Le mie storie sono racconti ambientati nel meraviglioso che parlano di vita interiore, di emozioni e di infanzia così che ogni bambino abbia la possibilità di leggere ciò che vuole nelle illustrazioni: in questo modo, i personaggi e i sogni diventano i suoi
Questo è quando Ponti ha dichiarato sulle sue storie, sintesi in cui e da cui forse non si intravede tutto il lavoro che i libri sottendono e che in realtà ogni mondo sottende. Ponti fa le cose molto ma molto sul serio, ogni libri ha la sua logica, le sue regole, i suoi abitanti ecc. ecc.
La poetica di Caude Ponti in definitiva mi pare possa essere portata ad esempio, oltre che per l’immensità della letteratura per l’infanzia che qui ha uno dei suoi picchi più alti secondo me (vedasi anche l’alleanza tra autore – pulcini – e bambini lettori contro il mondo adulto); per l’insieme di elementi postmoderni.

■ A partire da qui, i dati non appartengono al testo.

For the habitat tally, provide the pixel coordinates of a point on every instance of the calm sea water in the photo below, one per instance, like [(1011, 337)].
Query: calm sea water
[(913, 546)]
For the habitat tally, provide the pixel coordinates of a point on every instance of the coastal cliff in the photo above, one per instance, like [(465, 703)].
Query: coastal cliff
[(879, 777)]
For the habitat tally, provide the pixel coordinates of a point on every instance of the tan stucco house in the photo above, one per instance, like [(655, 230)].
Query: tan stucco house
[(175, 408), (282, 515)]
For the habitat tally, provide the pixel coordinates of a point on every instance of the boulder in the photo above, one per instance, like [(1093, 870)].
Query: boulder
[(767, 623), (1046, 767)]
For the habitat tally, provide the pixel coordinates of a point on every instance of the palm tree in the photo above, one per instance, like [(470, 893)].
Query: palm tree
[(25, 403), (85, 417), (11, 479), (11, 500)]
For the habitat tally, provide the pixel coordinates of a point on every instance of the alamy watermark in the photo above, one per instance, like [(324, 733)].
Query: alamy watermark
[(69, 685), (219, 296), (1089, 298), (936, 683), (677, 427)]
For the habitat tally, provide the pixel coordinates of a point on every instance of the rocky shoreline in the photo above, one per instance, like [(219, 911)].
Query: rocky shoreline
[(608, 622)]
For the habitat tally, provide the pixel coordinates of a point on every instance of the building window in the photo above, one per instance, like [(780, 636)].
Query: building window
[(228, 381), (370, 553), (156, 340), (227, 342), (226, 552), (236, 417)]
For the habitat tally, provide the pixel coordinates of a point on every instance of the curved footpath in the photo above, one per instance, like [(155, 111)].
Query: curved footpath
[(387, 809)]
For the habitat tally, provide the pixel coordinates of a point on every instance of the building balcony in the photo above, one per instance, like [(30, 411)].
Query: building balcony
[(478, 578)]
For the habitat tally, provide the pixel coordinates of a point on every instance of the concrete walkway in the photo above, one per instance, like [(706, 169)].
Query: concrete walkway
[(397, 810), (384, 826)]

I libri di Claude Ponti sono un’enciclopedia del postmoderno che si esprime però nelle sue potenzialità migliori. Tra gli elementi tipici di questo meme delle narrazioni contemporanee, in ogni codice, riconosciamo la soglia liquida tra mondo reale e mondo fantastico; la presenza del lettore interno alla storia a cui si chiede in continuazione una collaborazione attiva e creativa; l’ipergerminazione di storie dalla stessa storia; l’ipercitazionismo; l’uso metanarrativo dell’oggetto libro e potrei andare ancora avanti ma qui mi fermo perché mi riservo di dedicare al postmoderno un post ad hoc un pochino ragionato con calma.